Intervention de Gilbert Barbier

Réunion du 20 octobre 2009 à 14h30
Débat sur la situation des départements d'outre-mer — Ii. - point de vue des groupes politiques

Photo de Gilbert BarbierGilbert Barbier :

Madame la présidente, madame la secrétaire d'État, monsieur le président de la mission commune, monsieur le rapporteur, mes chers collègues, la crise qui a affecté la Guadeloupe, la Martinique et la Réunion, notamment, au début de l’année 2009 a révélé les aspirations profondes de nos compatriotes outre-mer, mais aussi une incompréhension mutuelle entre la métropole et ces territoires lointains, pourtant intimement liés à notre histoire.

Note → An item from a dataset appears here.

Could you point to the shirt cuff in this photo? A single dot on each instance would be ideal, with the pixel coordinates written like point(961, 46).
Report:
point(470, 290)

Il faut avoir le courage de dire que nous aurions dû, depuis longtemps et collectivement, repenser ce lien au-delà des évolutions statutaires, dont la France détient le record depuis 1945. Ce défaut d’esprit de responsabilité a laissé prospérer de fausses idées et des sentiments ambigus de part et d’autre, exacerbés aujourd’hui par la crise mondiale.

Reconnaissons-le, la volonté de l’État français, à l’égard de l’outre-mer, a souvent été de « ne pas faire de vagues ». Pareille attitude est à la fois la cause et la conséquence de son déficit de légitimité dans ces territoires.

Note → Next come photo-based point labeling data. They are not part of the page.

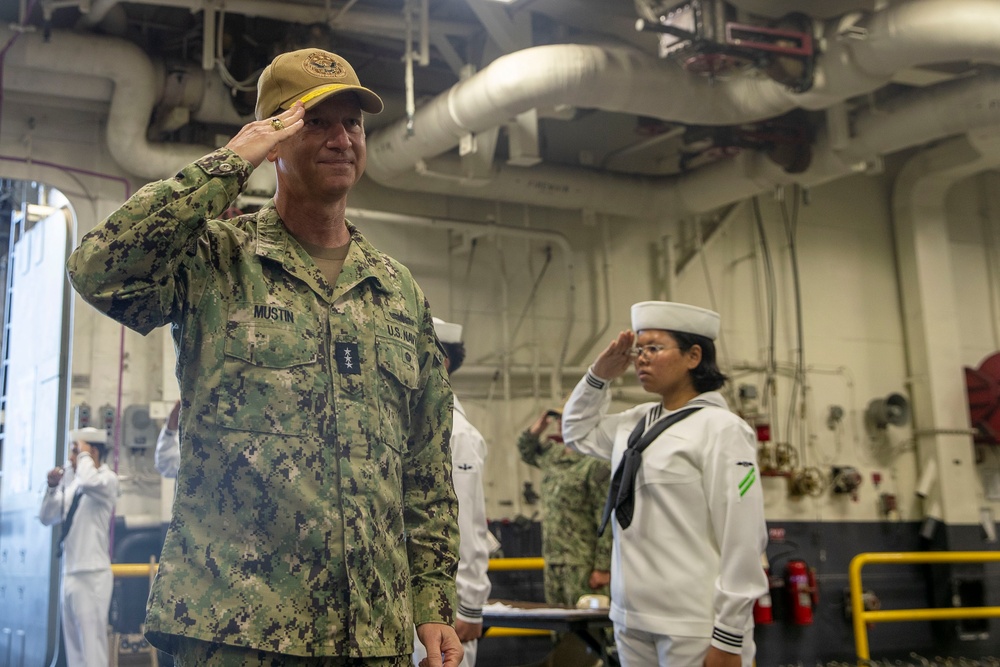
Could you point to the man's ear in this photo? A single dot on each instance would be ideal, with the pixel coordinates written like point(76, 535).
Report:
point(694, 356)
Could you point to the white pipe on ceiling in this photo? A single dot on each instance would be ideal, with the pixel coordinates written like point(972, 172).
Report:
point(857, 49)
point(614, 79)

En réalité, nous avons du mal à échapper au couple culpabilité-réparation, sur lequel se sont fondées les relations politiques et économiques entre la métropole et les territoires ultramarins. Il n’est, dès lors, pas vraiment étonnant que l’opinion publique hexagonale soit partagée entre compassion et exaspération.

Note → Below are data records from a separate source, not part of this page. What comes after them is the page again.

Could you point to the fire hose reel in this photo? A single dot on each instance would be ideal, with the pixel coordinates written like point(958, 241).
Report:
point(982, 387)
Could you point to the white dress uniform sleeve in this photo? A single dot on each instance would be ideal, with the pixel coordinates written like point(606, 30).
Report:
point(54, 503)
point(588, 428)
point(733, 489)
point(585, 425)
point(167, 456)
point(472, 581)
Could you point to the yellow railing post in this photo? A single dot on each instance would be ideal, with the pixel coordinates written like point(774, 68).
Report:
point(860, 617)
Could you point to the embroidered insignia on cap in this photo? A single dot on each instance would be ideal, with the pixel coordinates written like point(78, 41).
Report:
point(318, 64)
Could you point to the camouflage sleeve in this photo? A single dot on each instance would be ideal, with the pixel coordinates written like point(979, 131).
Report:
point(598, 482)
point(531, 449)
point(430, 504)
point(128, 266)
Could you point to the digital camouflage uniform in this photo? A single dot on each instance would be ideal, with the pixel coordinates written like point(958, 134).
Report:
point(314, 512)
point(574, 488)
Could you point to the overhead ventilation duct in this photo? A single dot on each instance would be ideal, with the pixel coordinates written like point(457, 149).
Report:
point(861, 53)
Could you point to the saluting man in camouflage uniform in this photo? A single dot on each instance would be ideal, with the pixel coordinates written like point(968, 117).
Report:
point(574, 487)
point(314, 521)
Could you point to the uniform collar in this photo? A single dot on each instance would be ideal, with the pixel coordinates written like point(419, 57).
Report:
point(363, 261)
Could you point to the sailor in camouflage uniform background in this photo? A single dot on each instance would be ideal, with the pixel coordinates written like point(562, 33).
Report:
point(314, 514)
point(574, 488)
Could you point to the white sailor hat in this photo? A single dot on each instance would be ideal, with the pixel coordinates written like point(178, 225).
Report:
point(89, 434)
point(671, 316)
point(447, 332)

L’évocation de l’outre-mer se fait trop souvent en termes de chômage, d’insécurité, d’échec scolaire, de drogues, de catastrophes climatiques, sans doute pour mieux justifier qu’il coûte cher à la France. Cependant, prenons garde à ne pas laisser croire qu’il est plus une charge qu’un profit.

Les outre-mer sont non pas des vestiges du passé, mais des acteurs du futur. Au lieu de ne voir que les contingences de l’histoire, les Français doivent considérer l’ouverture au monde qu’ils représentent. Ces territoires propulsent notre pays au troisième rang des puissances maritimes mondiales, lui procurent l’essentiel de son patrimoine écologique, contribuent de façon significative à l’élaboration de sa puissance spatiale et nucléaire, lui assurent notoriété et sympathie dans les bassins régionaux voisins.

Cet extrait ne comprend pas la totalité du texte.